Suasana di area lobi gedung Universitas Pertahanan juga menampilkan deretan lukisan Presiden Indonesia terdahulu yang menyambut kedatangan para komandan satuan. Beberapa bingkai yang menonjol di antaranya adalah lukisan Soekarno, Soeharto, Susilo Bambang Yudhoyono, hingga Presiden saat ini, Prabowo Subianto.

Agenda penguatan institusi keamanan ini sejalan dengan pesan yang sempat diutarakan pemerintah pada awal tahun ini. Menteri Dalam Negeri Tito Karnavian sebelumnya telah memaparkan instruksi Presiden terkait penguatan postur pertahanan negara dalam pertemuan bersama jajaran pimpinan TNI dan Polri.
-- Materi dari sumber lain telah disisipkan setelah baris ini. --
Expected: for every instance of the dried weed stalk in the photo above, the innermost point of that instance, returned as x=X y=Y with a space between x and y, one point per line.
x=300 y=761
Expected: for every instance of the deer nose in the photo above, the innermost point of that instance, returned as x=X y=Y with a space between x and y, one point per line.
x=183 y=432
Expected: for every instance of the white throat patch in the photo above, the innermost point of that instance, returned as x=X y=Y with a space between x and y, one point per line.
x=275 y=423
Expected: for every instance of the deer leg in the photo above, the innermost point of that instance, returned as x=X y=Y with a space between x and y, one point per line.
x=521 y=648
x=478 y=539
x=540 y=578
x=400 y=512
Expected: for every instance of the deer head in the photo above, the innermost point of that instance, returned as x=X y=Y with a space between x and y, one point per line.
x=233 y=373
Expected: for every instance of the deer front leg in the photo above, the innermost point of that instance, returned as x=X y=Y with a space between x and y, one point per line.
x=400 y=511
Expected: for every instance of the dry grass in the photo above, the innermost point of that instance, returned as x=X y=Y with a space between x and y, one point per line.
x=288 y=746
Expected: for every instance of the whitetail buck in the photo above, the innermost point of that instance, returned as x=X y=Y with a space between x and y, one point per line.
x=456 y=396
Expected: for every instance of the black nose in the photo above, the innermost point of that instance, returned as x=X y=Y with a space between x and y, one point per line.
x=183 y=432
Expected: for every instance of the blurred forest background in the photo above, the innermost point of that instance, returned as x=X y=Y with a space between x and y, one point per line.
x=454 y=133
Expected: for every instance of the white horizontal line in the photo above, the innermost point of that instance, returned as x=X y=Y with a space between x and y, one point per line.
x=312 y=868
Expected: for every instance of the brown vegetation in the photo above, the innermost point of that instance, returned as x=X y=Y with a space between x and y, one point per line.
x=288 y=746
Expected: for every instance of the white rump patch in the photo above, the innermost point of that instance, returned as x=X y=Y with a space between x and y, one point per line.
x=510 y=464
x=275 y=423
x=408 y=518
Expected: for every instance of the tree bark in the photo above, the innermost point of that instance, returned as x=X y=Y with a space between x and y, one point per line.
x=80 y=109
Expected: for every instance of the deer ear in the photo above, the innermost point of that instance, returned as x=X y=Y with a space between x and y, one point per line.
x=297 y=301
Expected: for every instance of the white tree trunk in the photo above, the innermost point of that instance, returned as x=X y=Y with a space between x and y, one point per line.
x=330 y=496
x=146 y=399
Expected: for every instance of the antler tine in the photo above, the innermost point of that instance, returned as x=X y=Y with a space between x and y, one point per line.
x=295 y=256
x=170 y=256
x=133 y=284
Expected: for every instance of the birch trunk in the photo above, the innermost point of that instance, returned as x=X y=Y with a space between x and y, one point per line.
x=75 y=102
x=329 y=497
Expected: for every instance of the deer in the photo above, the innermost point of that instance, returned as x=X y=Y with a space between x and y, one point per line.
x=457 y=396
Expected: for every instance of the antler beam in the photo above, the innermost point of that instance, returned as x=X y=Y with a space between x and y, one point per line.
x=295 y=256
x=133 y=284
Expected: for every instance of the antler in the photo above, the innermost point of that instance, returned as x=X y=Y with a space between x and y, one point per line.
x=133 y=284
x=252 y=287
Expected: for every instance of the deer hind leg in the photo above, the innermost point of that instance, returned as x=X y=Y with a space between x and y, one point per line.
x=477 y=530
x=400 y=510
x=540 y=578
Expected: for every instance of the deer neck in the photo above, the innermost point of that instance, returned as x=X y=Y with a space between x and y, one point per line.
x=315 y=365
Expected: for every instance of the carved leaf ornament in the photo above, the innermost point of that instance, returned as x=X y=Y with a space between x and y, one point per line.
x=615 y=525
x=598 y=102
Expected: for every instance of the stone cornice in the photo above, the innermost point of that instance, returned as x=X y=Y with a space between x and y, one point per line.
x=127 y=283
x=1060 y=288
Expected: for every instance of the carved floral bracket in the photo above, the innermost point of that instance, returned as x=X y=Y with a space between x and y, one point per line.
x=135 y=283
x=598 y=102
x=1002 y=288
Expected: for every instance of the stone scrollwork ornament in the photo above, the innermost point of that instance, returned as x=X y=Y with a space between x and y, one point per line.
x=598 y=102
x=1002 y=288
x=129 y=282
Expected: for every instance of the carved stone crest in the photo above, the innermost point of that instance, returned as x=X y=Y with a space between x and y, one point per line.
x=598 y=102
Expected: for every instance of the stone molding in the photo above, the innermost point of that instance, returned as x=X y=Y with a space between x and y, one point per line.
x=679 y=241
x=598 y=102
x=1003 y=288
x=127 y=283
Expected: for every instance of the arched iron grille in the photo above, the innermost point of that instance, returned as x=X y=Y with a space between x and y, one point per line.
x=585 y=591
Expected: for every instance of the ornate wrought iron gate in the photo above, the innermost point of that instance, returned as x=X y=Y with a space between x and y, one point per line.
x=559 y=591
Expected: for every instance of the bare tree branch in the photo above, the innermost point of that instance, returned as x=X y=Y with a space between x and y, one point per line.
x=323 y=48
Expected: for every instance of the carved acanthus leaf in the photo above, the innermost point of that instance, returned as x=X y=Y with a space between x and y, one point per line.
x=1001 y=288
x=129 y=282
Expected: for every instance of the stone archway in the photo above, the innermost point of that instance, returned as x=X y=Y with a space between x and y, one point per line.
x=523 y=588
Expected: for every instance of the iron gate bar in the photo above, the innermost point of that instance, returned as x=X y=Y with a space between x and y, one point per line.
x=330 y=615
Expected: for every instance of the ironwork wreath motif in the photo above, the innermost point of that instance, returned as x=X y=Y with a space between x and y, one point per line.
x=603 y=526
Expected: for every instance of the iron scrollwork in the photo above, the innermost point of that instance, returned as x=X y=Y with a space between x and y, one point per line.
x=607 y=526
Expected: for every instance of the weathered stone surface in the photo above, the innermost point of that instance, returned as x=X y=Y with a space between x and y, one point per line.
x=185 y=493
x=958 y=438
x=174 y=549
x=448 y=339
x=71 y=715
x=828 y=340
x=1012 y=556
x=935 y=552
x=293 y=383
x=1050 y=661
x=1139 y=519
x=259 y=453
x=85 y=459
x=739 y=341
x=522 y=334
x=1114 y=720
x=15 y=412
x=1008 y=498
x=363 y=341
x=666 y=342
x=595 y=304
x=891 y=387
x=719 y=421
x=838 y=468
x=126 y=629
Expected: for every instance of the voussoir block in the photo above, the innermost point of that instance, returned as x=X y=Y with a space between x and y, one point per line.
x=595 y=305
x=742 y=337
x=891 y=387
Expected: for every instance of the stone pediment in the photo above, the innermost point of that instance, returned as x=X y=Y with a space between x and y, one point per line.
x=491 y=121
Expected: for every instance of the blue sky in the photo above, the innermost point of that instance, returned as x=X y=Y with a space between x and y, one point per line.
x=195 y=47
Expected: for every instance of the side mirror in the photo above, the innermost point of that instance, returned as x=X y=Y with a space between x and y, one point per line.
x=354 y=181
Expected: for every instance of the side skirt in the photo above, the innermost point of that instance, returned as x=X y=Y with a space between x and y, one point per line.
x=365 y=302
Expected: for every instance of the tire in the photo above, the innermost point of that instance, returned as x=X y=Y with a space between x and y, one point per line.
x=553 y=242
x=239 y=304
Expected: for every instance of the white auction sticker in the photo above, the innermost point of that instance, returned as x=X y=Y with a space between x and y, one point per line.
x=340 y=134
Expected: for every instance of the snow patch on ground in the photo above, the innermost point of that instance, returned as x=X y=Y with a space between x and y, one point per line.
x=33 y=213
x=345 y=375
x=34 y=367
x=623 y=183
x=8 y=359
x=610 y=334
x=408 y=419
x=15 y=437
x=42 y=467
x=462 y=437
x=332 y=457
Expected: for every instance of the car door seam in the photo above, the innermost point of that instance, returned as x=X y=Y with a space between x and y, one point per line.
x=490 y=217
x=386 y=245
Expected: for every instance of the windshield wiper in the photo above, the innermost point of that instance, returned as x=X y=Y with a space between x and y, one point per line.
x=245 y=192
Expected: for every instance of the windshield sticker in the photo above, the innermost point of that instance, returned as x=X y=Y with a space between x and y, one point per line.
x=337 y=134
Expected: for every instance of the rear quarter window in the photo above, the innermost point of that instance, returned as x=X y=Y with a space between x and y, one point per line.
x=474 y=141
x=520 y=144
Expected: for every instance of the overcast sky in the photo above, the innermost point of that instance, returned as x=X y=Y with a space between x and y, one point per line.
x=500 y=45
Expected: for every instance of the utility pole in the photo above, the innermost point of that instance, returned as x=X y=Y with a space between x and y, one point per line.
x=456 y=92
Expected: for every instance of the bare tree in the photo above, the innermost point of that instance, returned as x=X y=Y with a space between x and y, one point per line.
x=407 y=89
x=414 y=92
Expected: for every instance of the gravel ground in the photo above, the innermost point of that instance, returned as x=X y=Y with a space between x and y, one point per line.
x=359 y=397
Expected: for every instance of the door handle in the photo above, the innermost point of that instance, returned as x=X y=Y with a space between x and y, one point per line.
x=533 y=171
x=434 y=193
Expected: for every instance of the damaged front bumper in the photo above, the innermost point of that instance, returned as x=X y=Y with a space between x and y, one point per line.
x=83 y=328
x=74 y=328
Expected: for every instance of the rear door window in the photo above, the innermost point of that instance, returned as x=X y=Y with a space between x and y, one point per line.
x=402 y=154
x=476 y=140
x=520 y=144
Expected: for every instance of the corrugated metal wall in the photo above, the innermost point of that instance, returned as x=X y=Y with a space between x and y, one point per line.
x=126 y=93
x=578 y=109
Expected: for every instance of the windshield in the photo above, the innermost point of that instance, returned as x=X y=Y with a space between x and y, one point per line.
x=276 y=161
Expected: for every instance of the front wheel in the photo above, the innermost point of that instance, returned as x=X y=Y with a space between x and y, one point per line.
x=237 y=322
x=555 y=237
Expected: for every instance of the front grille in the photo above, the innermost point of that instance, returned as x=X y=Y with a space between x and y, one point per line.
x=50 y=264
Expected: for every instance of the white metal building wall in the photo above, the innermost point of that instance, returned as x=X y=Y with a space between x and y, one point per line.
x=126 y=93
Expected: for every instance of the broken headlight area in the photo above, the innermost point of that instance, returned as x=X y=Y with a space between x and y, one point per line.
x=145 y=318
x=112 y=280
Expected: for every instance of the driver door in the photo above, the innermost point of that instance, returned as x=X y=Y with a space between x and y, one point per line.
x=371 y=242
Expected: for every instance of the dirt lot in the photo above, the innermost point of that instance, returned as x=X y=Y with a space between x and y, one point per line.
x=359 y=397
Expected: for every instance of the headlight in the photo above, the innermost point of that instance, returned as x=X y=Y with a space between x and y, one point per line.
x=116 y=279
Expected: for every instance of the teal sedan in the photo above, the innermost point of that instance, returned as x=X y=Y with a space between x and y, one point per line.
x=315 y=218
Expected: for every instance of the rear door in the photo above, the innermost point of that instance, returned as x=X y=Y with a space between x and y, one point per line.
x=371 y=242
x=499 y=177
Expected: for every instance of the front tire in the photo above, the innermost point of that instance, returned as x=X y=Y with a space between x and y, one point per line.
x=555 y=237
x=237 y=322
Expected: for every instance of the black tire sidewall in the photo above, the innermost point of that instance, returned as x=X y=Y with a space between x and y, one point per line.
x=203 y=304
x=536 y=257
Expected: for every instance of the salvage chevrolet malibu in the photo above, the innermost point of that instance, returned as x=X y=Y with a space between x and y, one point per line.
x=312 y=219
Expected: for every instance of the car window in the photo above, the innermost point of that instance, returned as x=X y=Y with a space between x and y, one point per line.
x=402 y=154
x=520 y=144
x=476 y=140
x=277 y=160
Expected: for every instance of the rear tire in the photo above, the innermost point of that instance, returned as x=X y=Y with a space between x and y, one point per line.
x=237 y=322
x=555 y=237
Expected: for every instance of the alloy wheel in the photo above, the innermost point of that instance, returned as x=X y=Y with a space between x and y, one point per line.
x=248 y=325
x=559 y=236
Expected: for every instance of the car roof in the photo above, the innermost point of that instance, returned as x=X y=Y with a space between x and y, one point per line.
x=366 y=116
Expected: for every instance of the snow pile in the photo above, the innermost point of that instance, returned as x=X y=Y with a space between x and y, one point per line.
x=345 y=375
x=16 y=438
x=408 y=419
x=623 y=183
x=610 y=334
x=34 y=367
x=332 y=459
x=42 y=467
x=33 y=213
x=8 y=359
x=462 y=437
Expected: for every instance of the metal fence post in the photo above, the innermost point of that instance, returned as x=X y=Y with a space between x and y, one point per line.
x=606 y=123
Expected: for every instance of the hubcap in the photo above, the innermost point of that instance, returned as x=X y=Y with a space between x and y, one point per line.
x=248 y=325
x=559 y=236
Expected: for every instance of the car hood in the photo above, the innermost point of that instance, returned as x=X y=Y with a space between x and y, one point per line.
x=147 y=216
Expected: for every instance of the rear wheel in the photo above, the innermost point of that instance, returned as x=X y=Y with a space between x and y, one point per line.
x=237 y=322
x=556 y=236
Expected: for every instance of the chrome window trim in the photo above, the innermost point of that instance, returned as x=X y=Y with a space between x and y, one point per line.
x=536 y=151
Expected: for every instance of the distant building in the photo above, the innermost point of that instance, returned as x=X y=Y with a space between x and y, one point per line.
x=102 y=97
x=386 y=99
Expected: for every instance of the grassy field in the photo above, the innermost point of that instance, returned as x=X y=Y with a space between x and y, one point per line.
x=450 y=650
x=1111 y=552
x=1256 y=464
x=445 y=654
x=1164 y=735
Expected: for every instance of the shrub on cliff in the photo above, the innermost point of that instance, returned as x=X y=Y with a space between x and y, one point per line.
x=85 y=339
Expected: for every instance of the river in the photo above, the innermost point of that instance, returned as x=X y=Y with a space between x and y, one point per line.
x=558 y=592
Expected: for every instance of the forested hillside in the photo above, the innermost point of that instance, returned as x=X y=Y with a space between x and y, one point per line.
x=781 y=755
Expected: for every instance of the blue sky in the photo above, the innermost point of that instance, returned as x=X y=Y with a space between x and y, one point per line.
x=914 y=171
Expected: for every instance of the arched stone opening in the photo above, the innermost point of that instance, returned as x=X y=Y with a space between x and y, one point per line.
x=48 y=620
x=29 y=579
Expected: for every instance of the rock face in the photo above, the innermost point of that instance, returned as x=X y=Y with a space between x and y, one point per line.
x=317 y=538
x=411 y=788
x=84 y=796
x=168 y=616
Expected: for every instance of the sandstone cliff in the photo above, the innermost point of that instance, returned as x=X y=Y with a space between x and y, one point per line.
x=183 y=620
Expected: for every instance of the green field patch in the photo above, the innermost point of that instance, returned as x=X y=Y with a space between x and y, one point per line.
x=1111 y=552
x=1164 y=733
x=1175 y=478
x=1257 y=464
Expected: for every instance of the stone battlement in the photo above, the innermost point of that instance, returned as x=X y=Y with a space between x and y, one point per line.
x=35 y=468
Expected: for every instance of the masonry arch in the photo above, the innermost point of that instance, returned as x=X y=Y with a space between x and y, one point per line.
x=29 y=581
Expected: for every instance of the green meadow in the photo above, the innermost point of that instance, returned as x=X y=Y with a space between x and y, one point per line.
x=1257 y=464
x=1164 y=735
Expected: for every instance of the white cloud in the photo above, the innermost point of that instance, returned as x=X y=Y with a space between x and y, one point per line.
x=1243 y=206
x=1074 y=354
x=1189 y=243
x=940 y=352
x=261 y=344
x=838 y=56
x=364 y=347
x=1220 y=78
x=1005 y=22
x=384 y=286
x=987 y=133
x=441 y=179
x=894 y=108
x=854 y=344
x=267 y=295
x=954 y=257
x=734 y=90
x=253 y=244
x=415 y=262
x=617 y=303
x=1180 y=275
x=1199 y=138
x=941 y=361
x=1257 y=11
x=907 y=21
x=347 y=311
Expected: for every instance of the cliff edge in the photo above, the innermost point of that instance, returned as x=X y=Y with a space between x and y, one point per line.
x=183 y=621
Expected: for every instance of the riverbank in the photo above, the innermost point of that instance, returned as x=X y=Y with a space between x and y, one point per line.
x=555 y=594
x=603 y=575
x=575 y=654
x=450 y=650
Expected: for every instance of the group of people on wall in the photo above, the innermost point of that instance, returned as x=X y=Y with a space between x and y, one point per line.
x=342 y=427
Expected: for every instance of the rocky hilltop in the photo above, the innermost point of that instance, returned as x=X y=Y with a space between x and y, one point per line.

"Intinya agar masing-masing memperkuat postur pertahanan dan juga ada hal yang sangat penting sekali disampaikan tadi bahwa kekuatan bangsa ini terletak pada trust rakyat ya, kepada negara," kata Tito, Menteri Dalam Negeri.

Penegasan tersebut disampaikan Tito setelah menghadiri rapat pimpinan di Istana Kepresidenan Jakarta pada medio Februari lalu. Ia menekankan bahwa presiden menginginkan sinergi yang kuat agar aparat keamanan tetap menjaga kepercayaan publik dan berpihak kepada kepentingan masyarakat luas.

"Jadi TNI dan Polri pun harus menjadi... TNI harus menjadi tentara rakyat, polisi pun harus menjadi polisi rakyat," ucap Tito, Menteri Dalam Negeri.